Però, allo stesso tempo nessun commento preventivo, nessun giudizio positivo o negativo in astratto era stato espresso da Papa Bergoglio su Donald Trump: c’è stato solo il richiamo al realismo e a quella concretezza che dovrebbe sempre guidare il cristiano: si vedrà quello che farà. È quanto è emerso in particolare dall’intervista pubblicata domenica 22 gennaio sul quotidiano spagnolo «El Pais». Intervistato a Casa Santa Marta nel pomeriggio del 20 gennaio, proprio mentre Trump si apprestava, giurando sulla Bibbia, a diventare il quarantacinquesimo presidente degli Stati Uniti, Francesco aveva detto: «Vedremo che fa e allora si valuterà. Sempre il concreto. Il cristianesimo o è concreto, o non è cristianesimo… Cose concrete. E dal concreto tiriamo le conseguenze. Noi perdiamo molto il senso della concretezza. L’altro giorno un pensatore mi diceva che questo mondo è così disordinato perché manca di un punto fisso. Ed è proprio il concreto che ti dà i punti fisi. Che cosa hai fatto, che cosa hai deciso, come ti muovi. Per questo di fronte a ciò io aspetto e vedo».

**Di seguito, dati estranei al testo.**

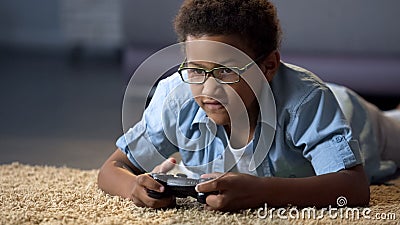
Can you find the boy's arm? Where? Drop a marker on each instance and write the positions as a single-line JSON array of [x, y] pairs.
[[239, 191], [118, 176]]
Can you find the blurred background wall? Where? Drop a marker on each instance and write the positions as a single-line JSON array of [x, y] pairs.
[[64, 65]]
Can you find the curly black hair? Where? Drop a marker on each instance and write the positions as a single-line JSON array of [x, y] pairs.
[[254, 20]]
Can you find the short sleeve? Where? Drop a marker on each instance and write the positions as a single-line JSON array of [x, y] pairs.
[[146, 144], [319, 129]]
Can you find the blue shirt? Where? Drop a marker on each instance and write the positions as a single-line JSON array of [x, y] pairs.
[[312, 135]]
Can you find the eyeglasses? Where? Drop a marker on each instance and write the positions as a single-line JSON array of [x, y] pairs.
[[223, 75]]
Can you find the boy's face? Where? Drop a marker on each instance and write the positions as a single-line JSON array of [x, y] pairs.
[[224, 103]]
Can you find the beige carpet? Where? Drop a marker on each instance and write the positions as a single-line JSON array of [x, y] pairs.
[[49, 195]]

Da parte di Trump, ci sono stati anche riferimenti sull’attuale Successore di Pietro dal suo account Twitter. Giudizi e accenni di varia natura, compreso un attestato d’ammirazione che fa riferimento all’umiltà, il «denominatore comune» che Trump dichiara di condividere con il Papa. Il tweet viene lanciato nel giorno del primo Natale del pontificato bergogliano: «Il nuovo Papa» scrive nel pomeriggio del 25 dicembre 2013, «è un uomo umile, proprio come me, e questo probabilmente spiega perché mi piace così tanto».